Unfortunately, all the "transfer stations" around here have disallowed dumpster diving. Which is really stupid IMHO. If they're going to call them transfer stations, why can't I go in and transfer stuff out???
So, I will post notices on my local freecycle, I've already given a list to a guy I work with (a yard sale afficianado...he goes where I don't, to the richer communities up the coast...you wouldn't believe what they give away for a song), and of course, I get to fight with my coworkers to take home 2x4's, pallets, barrels, wooden boxes, etc. And the 3/8" threaded rods, which are in 3 and 4 foot lengths. Much cheaper than rebar. I'm still trying to decide what to do with the 5 foot lengths of 2 inch diameter steel pipe I scooped up earlier. 
Happy hunting everyone!

Sue


----------



## strange1 (Mar 12, 2006)

Recycling has been around for some years, so why do some places disallow it?
I would think that if people want something others have discarded then they would be saving space in the land fills and putting the stuff to good use.

Of course there are people that are afraid someone might benefit from taking something that they have thrown away, so they destroy it before discarding it.
That is the case in the small town where I live. 

On the bright side I did see 2 kids rideable cars, the battery operated ones they sit in, they were in a dumpster in what looked to be good shape.
( The cars not the dumpster  )
The trouble is when I saw them I was on the job and couldn't stop to get them.
When I got off work I made a bee line to the house to retrieve them, but the garbage collector beat me there by a few hours.

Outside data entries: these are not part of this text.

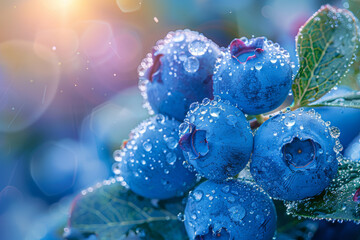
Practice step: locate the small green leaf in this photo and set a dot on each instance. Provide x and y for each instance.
(111, 211)
(326, 45)
(350, 100)
(335, 203)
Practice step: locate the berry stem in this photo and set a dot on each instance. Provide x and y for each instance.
(260, 118)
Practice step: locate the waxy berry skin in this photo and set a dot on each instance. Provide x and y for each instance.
(151, 162)
(346, 119)
(295, 155)
(216, 139)
(231, 210)
(178, 72)
(254, 74)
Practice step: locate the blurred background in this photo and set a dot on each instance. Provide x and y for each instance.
(68, 88)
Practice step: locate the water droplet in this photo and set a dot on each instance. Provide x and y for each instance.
(356, 197)
(191, 64)
(260, 218)
(181, 217)
(171, 158)
(205, 101)
(231, 120)
(171, 142)
(226, 189)
(290, 121)
(198, 194)
(178, 37)
(231, 199)
(147, 146)
(237, 213)
(160, 118)
(194, 106)
(182, 56)
(117, 155)
(334, 132)
(258, 66)
(197, 47)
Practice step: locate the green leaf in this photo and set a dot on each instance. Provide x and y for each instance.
(336, 202)
(350, 100)
(326, 45)
(111, 211)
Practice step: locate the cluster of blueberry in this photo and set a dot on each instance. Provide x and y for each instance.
(189, 78)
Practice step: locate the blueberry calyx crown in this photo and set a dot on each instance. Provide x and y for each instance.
(194, 142)
(299, 154)
(219, 233)
(356, 197)
(239, 47)
(153, 72)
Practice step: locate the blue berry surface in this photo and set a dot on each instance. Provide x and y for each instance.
(254, 74)
(151, 162)
(295, 155)
(353, 150)
(346, 119)
(178, 72)
(216, 138)
(231, 210)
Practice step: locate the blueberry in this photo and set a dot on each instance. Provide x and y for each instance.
(255, 74)
(295, 155)
(232, 209)
(216, 138)
(353, 150)
(178, 72)
(346, 119)
(151, 162)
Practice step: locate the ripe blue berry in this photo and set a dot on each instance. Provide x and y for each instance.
(233, 209)
(216, 138)
(151, 162)
(255, 74)
(178, 72)
(346, 119)
(294, 155)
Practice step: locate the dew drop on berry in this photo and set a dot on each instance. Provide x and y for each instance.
(198, 194)
(116, 168)
(290, 121)
(160, 118)
(194, 106)
(356, 197)
(197, 47)
(231, 199)
(237, 213)
(178, 37)
(117, 155)
(258, 66)
(334, 132)
(171, 142)
(181, 217)
(171, 158)
(215, 112)
(226, 189)
(231, 120)
(205, 101)
(147, 146)
(191, 64)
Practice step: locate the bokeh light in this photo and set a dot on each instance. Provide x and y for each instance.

Across from where I work is an equipment dealer, they had uncrated several 4 wheelers and said I could have the wood crates they had come in.
Great lumber for a coffin I thought.
But one of the workers didn't know I wanted them and burned them. 
Oh well, such is life.

I am definetly looking for people to start spring cleaning and yard sales.
However my wife is dreading it, I'm a pack rat.


----------



## Vlad (Aug 2, 2005)

Michigal has a great point there. Don't forget to check your local online freecycle group, and or craigslist. Always good stuff there, but you have to act quickly. Trishaanne just picked me up an overhead projector today in that way. I may not even use it for the haunt, but making small designs that I can then project and trace on larger tombstones and walls, is a lot easier for me than drawing straight onto a full size object. Free=good.


----------



## strange1 (Mar 12, 2006)

Just scrounged up 20 6x6x24 inch pieces of styrofoam in perfect condition. 
They were used for some kind of spacers.

Can't really decide what to build first though.
Any suggestions?

My wife suggested I should use them to build another garage to hold all of the stuff I bring home.


----------



## Vlad (Aug 2, 2005)

Ah yes, the first garbage day of the month is bulk throw out day. WoooHoooters !!!!!! I got the round plastic picnic table for my torture wheel, and two animated deer. all is right with the world.


----------



## Frighteners Entertainment (Jan 24, 2006)

Vlad said:


> Ah yes, the first garbage day of the month is bulk throw out day. WoooHoooters !!!!!! I got the round plastic picnic table for my torture wheel, and two animated deer. all is right with the world.


Thems good pickings and quit a creative idea Vlad. Torture wheel, cool.


----------